As the old expression goes, “speed kills,” and the world of cybersecurity is no different. Artificial intelligence (AI) cyber attacks enable hackers to break into networks and find critical data assets before security analysts can spot them. 

Unfortunately, AI-driven attacks aren’t a science fiction invention but a reality that security teams face daily. 

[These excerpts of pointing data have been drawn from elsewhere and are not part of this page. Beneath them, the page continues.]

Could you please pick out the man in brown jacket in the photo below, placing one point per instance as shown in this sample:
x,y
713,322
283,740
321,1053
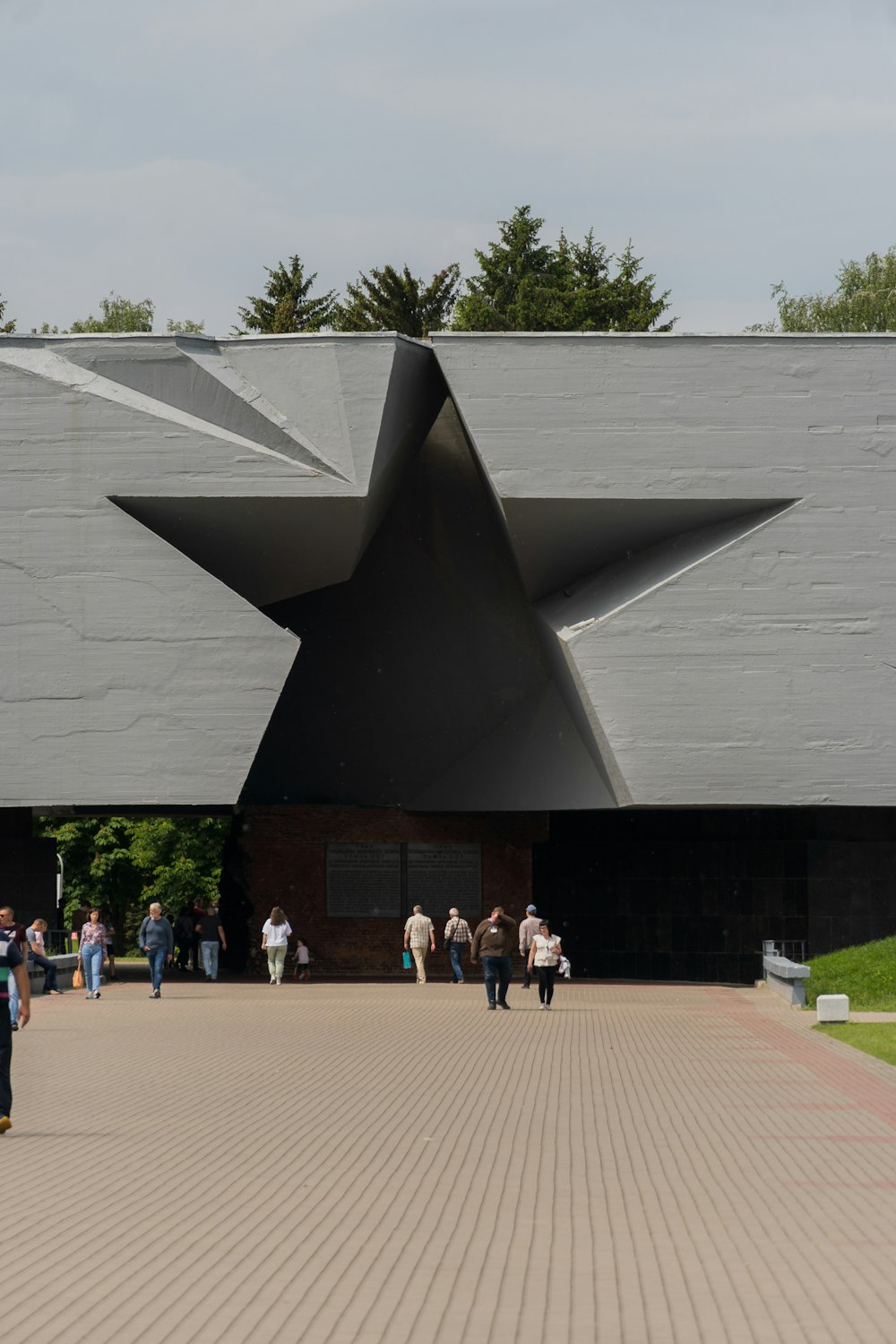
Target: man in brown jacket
x,y
493,946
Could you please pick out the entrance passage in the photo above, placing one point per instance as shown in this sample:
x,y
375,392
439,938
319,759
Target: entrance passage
x,y
691,895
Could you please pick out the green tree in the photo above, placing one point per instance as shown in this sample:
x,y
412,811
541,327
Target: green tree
x,y
387,300
287,306
123,863
599,301
863,301
118,314
525,285
187,327
520,282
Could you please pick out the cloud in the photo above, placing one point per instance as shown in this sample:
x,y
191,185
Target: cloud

For instance, the widespread adoption of generative AI tools, like ChatGPT and Bard, appears to have led to a dramatic increase in phishing attacks. A report produced by cybersecurity vendor SlashNext found that there’s been a 1,265% increase in malicious phishing emails since the launch of ChatGPT. 

The State of AI in Cyber Attacks in 2024

For years, defenders have discussed how AI can be used in cyber attacks, and the rapid development of large language models (LLMs) has increased concerns over the risks presented. 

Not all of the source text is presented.